Finding curiosity in the art gallery
A skeleton of a bird, a red Lego, preserved specimens, old letters and candlesticks: all these items were on display for the Jan. 15 opening of the Cabinet of Curiosity, held in the Gretchen Schuette Art Gallery.
Chemeketa’s Life Science and Art programs contributed specimens used for observation to the exhibit, reflecting traditional curiosities found in private collections through the 16th and 17th centuries.
Deanne Beausoleil and Kay Bunnenberg-Boehmer, Chemeketa professors and curators of the gallery, expanded the exhibit by asking Chemeketa faculty and staff: “What thing do you have that is amazing to you, and why is it amazing to you?”
Faculty and staff were invited to submit any item they felt fit the theme of the event. Submissions included pieces of emotional, historical or natural importance for the person or community.
“What surprised me the most was that a lot of people brought in things later than we wanted, and every time they did that, they said, “I didn’t think that my object would fit,” said Beausoleil. “And so what surprised me was how many people originally thought that their objects maybe wouldn’t have a place here, but then saw that their objects had a really important place.”
Diana Inch, a librarian at Chemeketa’s Library and Learning Resource Center, brought in a bamboo chair.
“I thought that would be kind of an interesting item that I had around the house that represents the time I was in China,” said Inch.
For Inch, the chair reminds her of her time teaching English in China in the early 90s, right after the massacre at Tiananmen Square.

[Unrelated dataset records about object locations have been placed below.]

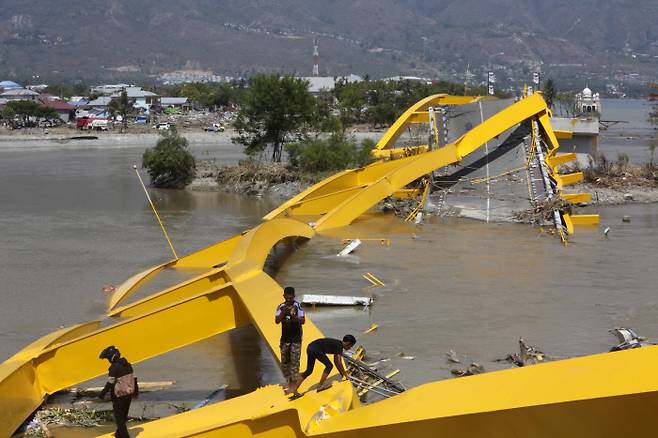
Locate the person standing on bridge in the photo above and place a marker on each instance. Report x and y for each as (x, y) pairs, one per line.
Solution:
(122, 386)
(290, 314)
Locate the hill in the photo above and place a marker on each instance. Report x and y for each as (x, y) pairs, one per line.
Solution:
(95, 40)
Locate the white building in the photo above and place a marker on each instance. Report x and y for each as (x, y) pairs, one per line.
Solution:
(588, 102)
(327, 83)
(19, 94)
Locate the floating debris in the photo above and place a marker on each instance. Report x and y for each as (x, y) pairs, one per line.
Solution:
(628, 339)
(366, 379)
(336, 300)
(376, 282)
(452, 357)
(528, 355)
(351, 246)
(143, 387)
(81, 417)
(405, 357)
(473, 368)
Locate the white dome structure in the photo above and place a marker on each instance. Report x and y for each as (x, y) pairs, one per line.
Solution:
(10, 85)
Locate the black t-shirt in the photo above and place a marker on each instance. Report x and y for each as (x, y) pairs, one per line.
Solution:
(291, 331)
(327, 345)
(117, 369)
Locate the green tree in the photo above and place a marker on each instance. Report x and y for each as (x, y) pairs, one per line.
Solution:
(273, 110)
(336, 152)
(550, 93)
(122, 106)
(27, 109)
(170, 164)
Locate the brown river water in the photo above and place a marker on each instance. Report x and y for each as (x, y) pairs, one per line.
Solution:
(75, 219)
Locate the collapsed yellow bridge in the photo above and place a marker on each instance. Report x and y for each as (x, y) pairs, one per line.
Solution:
(585, 397)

The gallery was full of other uncommon items. From artisanal carvings of whales made of jade, mounted buckhorns and images and artifacts from generations of ancestry, these objects became a “cohesive” connection between their owners to family, the Earth and memory, and the sharing of those stories connected contributors to the broader Chemeketa community, said Beausoleil.
The presentation of these contemporary artifacts provided an opportunity for gathering, sharing and learning about the history and natural aspects of each contributor.
“We all have those little anecdotal stories in our lives, so part of this is about starting conversations about maybe looking at something and going, ‘Oh my gosh, my Aunt Ester has something like that too!’ and then you have that conversation about that,” said Beausoleil. “This is about creating a dialogue with either you and the artwork, or you and the person next to you, your classmate, or just whoever is in the gallery.”
To Beausoleil, creating a dialogue is the true purpose of these showcases.
“That’s always the choice we’re making in the gallery, both Kay and I. We are working to create a dialogue, or at least provoke thought, and provoke a discussion. That is the number one thought in our head: what will create a dialogue? What can be used to teach?”